So what’s left if Congress does not act in time?

Technically, the government hit the debt ceiling at the end of December. Since then, Treasury Secretary Timothy Geithner has halted full payments into the retirement and disability fund for government workers and to the health benefits fund of Postal Service retirees.

The Treasury can stop payments to a special fund that purchases or sells foreign currencies to stabilize world financial markets.

Past administrations have taken such steps to buy time awaiting a debt ceiling increase. That happened under Presidents Bill Clinton and President George W. Bush. The government restored those funds after Congress raised the debt ceiling.

Those measures and others could keep the government solvent, perhaps as far as early March, according to an analysis by the Bipartisan Policy Center.

There are other extreme possibilities as well.

The federal government could sell some of its assets, from its gold stockpile to its student loan portfolio.

“All these things are in principle marketable, and in a crisis you’d get huge discounts on them,” said Holtz-Eakin, now head of the American Action Forum, a conservative public policy institute. “They wouldn’t be good ordinary business, but you would be in extraordinary times.”

According to a treasury inspector general report last year, department officials in 2011 considered and rejected the idea, concluding that gold sales would destabilize the international financial system, that selling off the student loan portfolio was not feasible and that such “fire sales” would buy only limited time.

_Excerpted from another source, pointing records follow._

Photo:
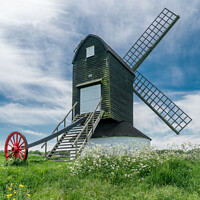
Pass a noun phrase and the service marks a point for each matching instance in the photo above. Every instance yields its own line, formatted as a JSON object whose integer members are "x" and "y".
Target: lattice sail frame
{"x": 168, "y": 111}
{"x": 150, "y": 38}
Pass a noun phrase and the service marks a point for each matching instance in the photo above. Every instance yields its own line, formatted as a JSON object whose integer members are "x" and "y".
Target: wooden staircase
{"x": 70, "y": 145}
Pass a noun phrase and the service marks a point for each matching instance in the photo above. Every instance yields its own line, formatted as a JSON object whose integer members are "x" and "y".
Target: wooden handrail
{"x": 86, "y": 124}
{"x": 90, "y": 133}
{"x": 61, "y": 122}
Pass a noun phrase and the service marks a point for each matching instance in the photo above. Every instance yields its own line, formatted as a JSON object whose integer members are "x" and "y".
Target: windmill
{"x": 102, "y": 96}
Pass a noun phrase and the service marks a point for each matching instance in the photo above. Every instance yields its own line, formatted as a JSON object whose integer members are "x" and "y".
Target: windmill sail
{"x": 168, "y": 111}
{"x": 150, "y": 38}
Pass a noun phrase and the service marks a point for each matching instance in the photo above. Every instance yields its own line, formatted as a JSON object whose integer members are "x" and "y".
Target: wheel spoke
{"x": 21, "y": 157}
{"x": 11, "y": 141}
{"x": 13, "y": 138}
{"x": 13, "y": 155}
{"x": 9, "y": 155}
{"x": 17, "y": 138}
{"x": 21, "y": 144}
{"x": 21, "y": 152}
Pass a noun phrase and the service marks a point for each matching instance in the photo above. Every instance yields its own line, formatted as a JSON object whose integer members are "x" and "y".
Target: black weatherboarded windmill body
{"x": 103, "y": 86}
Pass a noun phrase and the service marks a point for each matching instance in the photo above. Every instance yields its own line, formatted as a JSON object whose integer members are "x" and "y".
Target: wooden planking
{"x": 121, "y": 92}
{"x": 97, "y": 66}
{"x": 116, "y": 84}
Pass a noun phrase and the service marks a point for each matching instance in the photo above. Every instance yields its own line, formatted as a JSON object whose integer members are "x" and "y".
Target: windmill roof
{"x": 111, "y": 128}
{"x": 107, "y": 47}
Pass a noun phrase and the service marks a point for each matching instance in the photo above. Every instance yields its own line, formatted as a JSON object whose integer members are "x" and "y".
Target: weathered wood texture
{"x": 121, "y": 91}
{"x": 116, "y": 84}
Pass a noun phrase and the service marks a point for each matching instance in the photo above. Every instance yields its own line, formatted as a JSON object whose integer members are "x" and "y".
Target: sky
{"x": 37, "y": 39}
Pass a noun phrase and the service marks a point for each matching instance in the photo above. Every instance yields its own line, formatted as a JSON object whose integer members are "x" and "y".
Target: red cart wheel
{"x": 16, "y": 146}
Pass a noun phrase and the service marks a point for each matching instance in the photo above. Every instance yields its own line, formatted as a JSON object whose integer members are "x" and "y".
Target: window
{"x": 89, "y": 51}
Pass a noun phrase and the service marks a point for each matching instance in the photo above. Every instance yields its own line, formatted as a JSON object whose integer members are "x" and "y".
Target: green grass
{"x": 148, "y": 174}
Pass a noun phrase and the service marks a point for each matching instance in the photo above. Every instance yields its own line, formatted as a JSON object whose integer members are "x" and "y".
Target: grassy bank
{"x": 147, "y": 174}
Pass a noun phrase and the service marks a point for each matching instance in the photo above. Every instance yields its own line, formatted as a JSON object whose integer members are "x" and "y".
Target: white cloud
{"x": 31, "y": 115}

An idea pushed by some liberals would take advantage of a legal loophole meant for coin collectors and have the Treasury mint platinum coins that could be deposited at the Federal Reserve and used to pay the nation’s bills. But the Treasury issued a statement Saturday putting the idea to rest, saying neither the department nor the Federal Reserve believes the law “can or should be used to facilitate the production of platinum coins for the purpose of avoiding an increase in the debt limit.”